Jean-Pierre Masseret ? "Connais pas"

Jean-Pierre Masseret conquiert la région Lorraine en 2004, à la surprise générale. Celui qui pose sur ses affiches de campagne en col roulé noir profite de la division de la droite pour battre celui qu'on surnomme le "Duc de Lorraine", Gérard Longuet. Un portrait paru dans L'Express en 2010 brocarde le socialiste comme "dénué d'autorité et de charisme". Il rempile quand même deux fois à la tête de la région, sans vraiment se faire un nom. "Connais pas", tranche dans Libération un électeur socialiste "discipliné", à Phalsbourg (Moselle), juste à côté de la frontière avec l'Alsace. 

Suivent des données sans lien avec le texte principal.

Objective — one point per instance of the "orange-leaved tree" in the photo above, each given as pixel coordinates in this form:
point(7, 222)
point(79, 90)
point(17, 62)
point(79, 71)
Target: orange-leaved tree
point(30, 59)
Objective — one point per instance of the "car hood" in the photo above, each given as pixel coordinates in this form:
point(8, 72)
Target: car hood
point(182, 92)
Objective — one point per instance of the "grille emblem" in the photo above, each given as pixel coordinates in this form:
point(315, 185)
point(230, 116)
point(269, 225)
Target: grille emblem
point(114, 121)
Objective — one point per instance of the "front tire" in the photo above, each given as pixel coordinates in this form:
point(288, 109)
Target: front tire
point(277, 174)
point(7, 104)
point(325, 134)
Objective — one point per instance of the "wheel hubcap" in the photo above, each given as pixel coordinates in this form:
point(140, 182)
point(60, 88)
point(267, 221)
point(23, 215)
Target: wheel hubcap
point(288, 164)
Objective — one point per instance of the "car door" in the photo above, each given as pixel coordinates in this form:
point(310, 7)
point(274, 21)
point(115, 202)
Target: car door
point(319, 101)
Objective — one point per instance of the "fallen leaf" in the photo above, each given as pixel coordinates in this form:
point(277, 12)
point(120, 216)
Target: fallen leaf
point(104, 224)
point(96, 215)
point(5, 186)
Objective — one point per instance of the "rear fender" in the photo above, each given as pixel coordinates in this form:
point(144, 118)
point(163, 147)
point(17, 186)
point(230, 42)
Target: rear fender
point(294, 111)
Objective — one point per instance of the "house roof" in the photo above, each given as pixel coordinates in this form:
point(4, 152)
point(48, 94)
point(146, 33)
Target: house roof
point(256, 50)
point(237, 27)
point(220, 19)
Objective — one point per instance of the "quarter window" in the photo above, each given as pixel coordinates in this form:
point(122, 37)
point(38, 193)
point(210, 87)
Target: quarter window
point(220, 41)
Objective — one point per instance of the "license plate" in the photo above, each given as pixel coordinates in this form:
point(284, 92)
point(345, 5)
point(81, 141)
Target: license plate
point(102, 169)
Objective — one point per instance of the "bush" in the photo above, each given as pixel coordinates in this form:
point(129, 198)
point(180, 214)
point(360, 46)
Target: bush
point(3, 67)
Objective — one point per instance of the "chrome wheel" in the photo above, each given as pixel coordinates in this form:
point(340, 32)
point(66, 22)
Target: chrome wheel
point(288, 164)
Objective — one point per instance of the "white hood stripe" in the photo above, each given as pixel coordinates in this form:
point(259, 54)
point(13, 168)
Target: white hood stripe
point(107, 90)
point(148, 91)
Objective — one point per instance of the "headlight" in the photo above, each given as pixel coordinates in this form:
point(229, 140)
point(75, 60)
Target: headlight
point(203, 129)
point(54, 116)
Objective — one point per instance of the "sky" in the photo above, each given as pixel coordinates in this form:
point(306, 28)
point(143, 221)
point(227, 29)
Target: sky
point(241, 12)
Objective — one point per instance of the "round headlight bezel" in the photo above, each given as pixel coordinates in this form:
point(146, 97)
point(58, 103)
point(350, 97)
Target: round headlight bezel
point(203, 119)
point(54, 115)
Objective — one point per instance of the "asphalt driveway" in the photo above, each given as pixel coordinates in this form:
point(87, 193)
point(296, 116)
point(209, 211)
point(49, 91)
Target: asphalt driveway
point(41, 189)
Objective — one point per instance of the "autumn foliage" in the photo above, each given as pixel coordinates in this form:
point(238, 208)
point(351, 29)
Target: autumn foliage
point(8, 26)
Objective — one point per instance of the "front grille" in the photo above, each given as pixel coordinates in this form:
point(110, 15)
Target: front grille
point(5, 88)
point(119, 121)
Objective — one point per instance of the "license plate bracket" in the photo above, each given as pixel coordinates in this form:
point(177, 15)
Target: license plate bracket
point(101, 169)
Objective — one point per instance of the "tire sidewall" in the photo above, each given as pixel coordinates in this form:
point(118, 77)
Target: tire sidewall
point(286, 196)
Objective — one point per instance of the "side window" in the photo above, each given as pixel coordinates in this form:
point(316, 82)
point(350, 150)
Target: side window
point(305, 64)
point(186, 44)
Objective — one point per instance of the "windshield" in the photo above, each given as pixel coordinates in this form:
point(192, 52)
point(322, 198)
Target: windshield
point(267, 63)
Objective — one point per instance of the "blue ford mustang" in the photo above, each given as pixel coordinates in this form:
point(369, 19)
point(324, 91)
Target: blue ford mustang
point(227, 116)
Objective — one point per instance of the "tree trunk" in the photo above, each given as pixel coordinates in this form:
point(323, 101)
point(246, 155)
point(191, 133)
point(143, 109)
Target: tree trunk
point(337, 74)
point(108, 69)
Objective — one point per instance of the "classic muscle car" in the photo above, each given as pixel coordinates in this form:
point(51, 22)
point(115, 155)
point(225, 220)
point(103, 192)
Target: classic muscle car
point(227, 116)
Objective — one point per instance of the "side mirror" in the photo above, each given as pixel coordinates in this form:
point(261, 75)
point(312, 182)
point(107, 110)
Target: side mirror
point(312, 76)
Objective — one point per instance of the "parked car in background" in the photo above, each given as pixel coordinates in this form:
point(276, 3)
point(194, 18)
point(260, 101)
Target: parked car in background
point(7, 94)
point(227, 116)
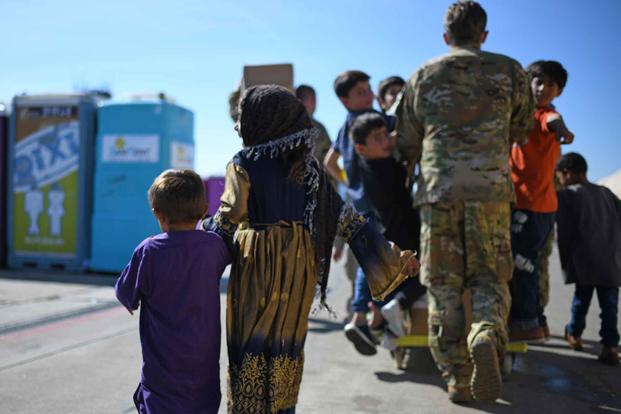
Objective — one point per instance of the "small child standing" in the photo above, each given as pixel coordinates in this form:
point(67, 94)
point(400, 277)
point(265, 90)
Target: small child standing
point(385, 183)
point(388, 90)
point(532, 218)
point(354, 91)
point(175, 277)
point(589, 242)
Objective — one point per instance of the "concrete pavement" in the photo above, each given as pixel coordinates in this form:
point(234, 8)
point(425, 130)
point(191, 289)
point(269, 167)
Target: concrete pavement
point(66, 346)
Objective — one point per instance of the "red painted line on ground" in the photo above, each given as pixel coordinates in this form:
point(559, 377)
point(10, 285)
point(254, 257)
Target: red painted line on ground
point(65, 323)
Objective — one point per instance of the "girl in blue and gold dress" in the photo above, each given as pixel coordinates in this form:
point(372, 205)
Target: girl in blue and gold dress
point(280, 214)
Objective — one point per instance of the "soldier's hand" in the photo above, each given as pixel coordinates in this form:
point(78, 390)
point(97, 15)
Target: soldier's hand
point(413, 266)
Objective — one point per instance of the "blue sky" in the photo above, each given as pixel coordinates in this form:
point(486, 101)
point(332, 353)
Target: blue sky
point(195, 51)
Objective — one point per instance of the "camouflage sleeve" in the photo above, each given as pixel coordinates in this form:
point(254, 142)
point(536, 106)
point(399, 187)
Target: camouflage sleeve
point(522, 116)
point(409, 126)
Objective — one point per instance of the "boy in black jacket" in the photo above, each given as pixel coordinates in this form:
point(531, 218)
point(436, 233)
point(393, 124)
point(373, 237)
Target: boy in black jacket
point(589, 241)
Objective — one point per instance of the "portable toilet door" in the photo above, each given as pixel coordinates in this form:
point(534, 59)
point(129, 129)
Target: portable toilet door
point(50, 164)
point(136, 141)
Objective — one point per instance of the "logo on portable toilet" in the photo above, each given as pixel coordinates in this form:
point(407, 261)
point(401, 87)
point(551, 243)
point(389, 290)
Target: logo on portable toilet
point(45, 181)
point(181, 155)
point(46, 156)
point(131, 148)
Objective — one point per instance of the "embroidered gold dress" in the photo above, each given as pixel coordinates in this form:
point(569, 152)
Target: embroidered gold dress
point(274, 274)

Régionales : portrait de Jean-Pierre Masseret

Sans être sous le feu des projecteurs, Jean-Pierre Masseret cultive ses réseaux, notamment au Sénat. Enfin, quand il y est, l'élu ne fréquentant que sporadiquement les couloirs du palais du Luxembourg, d'après le site NosSénateurs.fr. Il dirige un temps la "Fraternelle parlementaire", le groupe des élus francs-maçons. Un ancien proche du groupe PS au Sénat se souvient de son proverbe favori : "C'est au pied du mur qu'on voit le maçon."

Flair politique et fidélité familiale

Jean-Pierre Masseret cultive aussi ses réseaux… familiaux. Dans la famille Masseret, Madame est assistante parlementaire – salariée par d'autres sénateurs lorrains, histoire que ça se voie moins –, la fille a stoppé ses études d'histoire de l'art pour prendre en main la communication de son père, et la belle-fille est devenue députée en 2012 après une carrière à grenouiller dans les exécutifs lorrains. Réponse de l'intéressé à Mediapart, qui lève le lièvre : "En politique, il faut s'entourer de gens de confiance."

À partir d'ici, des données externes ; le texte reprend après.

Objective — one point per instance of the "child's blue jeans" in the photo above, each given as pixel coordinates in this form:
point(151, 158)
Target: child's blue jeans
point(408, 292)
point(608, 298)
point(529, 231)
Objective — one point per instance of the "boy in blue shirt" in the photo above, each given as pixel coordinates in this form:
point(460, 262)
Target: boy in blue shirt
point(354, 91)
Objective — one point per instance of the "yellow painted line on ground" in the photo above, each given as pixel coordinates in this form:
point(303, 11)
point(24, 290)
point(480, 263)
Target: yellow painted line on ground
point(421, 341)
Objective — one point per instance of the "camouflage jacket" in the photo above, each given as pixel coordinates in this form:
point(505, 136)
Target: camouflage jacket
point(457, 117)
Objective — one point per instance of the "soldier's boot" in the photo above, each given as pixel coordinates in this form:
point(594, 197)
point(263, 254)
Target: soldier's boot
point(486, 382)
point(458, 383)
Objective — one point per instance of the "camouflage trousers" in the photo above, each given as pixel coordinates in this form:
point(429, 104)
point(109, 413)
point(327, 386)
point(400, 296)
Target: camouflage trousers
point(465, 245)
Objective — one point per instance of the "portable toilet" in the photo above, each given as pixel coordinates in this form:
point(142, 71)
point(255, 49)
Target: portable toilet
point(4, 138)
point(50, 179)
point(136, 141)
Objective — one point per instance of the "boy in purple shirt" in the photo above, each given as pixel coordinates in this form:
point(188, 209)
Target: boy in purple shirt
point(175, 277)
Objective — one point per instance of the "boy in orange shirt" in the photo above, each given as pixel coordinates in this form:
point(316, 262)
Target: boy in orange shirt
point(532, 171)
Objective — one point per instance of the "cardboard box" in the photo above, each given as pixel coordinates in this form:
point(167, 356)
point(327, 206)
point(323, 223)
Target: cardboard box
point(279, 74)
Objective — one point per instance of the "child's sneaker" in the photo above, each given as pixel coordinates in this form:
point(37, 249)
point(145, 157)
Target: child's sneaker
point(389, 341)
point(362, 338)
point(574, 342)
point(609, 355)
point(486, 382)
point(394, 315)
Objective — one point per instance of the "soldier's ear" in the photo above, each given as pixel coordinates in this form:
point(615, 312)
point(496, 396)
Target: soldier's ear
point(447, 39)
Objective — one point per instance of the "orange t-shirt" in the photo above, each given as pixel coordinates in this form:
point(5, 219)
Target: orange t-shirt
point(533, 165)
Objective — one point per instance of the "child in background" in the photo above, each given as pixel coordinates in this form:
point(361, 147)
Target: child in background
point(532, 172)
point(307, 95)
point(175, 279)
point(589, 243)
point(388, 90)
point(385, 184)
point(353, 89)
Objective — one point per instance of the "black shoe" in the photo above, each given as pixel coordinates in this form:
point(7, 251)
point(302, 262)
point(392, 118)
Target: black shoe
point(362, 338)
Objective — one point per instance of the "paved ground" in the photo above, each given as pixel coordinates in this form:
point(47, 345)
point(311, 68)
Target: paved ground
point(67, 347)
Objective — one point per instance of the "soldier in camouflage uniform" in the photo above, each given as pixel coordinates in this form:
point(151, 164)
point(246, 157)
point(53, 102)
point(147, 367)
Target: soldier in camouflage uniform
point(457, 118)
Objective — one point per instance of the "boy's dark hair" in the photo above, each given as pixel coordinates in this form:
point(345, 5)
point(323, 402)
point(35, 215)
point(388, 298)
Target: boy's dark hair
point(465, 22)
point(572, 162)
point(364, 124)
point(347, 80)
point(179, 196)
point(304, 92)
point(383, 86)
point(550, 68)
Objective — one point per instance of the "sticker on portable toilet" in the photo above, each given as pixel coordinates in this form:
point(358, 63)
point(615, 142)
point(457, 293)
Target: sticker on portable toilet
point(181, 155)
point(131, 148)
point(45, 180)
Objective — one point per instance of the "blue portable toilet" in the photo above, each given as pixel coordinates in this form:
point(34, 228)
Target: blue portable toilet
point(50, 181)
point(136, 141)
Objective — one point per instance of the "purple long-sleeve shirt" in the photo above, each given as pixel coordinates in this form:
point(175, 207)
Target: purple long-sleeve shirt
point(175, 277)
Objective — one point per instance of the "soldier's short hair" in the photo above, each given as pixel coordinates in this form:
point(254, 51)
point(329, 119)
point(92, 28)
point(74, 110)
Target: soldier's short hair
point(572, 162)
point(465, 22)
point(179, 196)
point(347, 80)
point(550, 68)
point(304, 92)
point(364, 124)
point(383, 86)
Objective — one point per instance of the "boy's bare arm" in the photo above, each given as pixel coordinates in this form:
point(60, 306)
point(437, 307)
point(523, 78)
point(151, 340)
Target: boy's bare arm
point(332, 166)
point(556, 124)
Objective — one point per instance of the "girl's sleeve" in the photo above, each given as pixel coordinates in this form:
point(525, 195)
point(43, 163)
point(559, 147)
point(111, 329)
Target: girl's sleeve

On ne peut pas dénier à Jean-Pierre Masseret un excellent flair politique. Celui qui s'est défini sur France Bleu comme fan de Tarzan a le don de s'accrocher à la bonne liane. Il vote "non" au traité constitutionnel européen de 2005, critiquant une approche économique "droitière". Pour la présidentielle de 2007, il est parmi les premiers à miser sur l'outsider Ségolène Royal… avant de s'en éloigner en 2011, pour rallier le camp de François Hollande. 

Solidaire du gouvernement… jusqu'au bout ?

Il demeure fidèle au président de la République, selon lui irréprochable dans la réforme de la carte militaire qui a meurtri la région, et uniquement coupable de manque de pédagogie dans le dossier des hauts-fourneaux de Florange : "Je ne peux pas dire que l’exécutif a su parfaitement faire face aux
événements", lâche-t-il tout de même dans une interview à Régions Magazine. C'est la phrase la plus critique qu'il ait eue contre le gouvernement.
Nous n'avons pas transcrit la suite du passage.